My years of hard work have given me things beyond the ability to dance again. Playing guitar is one of them. I decided to teach myself how to play because I wanted something I could work towards on the days I didn’t feel well enough for physical activity. Now, I get to share my love of music, which stemmed from the musicality of dance, with my family and friends.
I believe there is something to be learned from every situation I’m put in. From Ehlers-Danlos syndrome, I’ve learned I’m capable of getting through hard things. From consistently having to complete tasks I don’t feel up to doing, I’ve developed a strong sense of discipline. I’ve learned to be more understanding towards others, because I appear to be normal and healthy to those who don’t know me well. I’ve learned that everyone has their own hardships they must face each day, and these hardships aren’t always visible. I may not know what someone is going through, but I can try to make a positive impact on them, no matter how small, no matter who they are. The drama that inevitably occurs throughout high school became meaningless after my diagnosis. I no longer have the energy for matters like this, nor do I have interest in them. I’ve gained focus on the things I feel are truly important: God, the people I love, and my future.
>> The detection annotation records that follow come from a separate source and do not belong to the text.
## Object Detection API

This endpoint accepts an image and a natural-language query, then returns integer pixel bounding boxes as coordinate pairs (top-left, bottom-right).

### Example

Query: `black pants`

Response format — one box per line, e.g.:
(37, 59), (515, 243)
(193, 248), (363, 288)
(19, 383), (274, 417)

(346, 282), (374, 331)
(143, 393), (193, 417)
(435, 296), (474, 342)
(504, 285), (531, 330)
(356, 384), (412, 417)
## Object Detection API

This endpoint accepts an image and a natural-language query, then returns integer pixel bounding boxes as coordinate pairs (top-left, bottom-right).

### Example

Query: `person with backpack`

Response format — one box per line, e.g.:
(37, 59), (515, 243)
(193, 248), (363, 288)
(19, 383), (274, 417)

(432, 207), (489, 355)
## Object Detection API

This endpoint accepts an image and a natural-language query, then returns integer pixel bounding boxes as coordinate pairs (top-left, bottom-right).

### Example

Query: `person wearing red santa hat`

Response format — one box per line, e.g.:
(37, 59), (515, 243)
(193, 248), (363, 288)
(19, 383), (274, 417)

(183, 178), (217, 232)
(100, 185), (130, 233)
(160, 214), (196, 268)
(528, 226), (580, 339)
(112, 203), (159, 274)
I’ll continue to take on challenges, either willingly or due to my genetic predisposition to them. The ones I conquer daily tell me that I can continue to overcome more in my future. Whether this is medical school or some other challenging profession, I know I’ll get through it and thrive.
2.
This past summer, I completed an unpaid internship at St. Tammany Parish Hospital. I gained nearly twenty shadow hours across seven different departments of the hospital. I recorded my observations and, at the end of this experience, presented them to the other students in the program. I find myself thinking about the time I spent shadowing in the hospital often. It truly had a significant impact on the way I view others and life in general.
One thing that I learned almost immediately was the magnitude of the impact healthcare workers can have on people when they are most vulnerable—as patients. I observed how simple displays of kindness when interacting with a patient, such as a compliment or joke, profusely brightened their moods despite the pain they were in. I feel that medicine is one of the only professions where it is possible to make such an impact on someone because it is one of the only professions where you are dealing with people in such an exposed and fragile state.
I also learned about the beauty and tragedy of the medical field. I encountered patients who had made full recoveries and were being discharged and heard the death rattle of a patient who was about to pass. Being in a hospital, surrounded by birth and death and joy and suffering and peace and fear, I came to understand how precious and fleeting life really is. I realized how much we take for granted. The simple abilities to walk, breathe on our own, talk, laugh, and see are things that some people do not have and certainly things that I have taken for granted. Seeing the patients made me realize how insignificant some of the things in my life that I consider to be hardships are. This experience gave me a renewed sense of gratitude for my life. It also gave me an overwhelming desire to work hard so that I can one day help these patients myself.
Ultimately, this experience confirmed my decision to go into healthcare. I felt an inexplicable and undeniable sense of belonging during my time in the hospital. I feel that I am called to take on the challenge of a career in medicine. My dream of becoming a doctor one day has always been a constant, unchanging piece of me, but I have never felt so confident in it as I did during this program. I will do everything in my power to accomplish my goal of becoming a physician.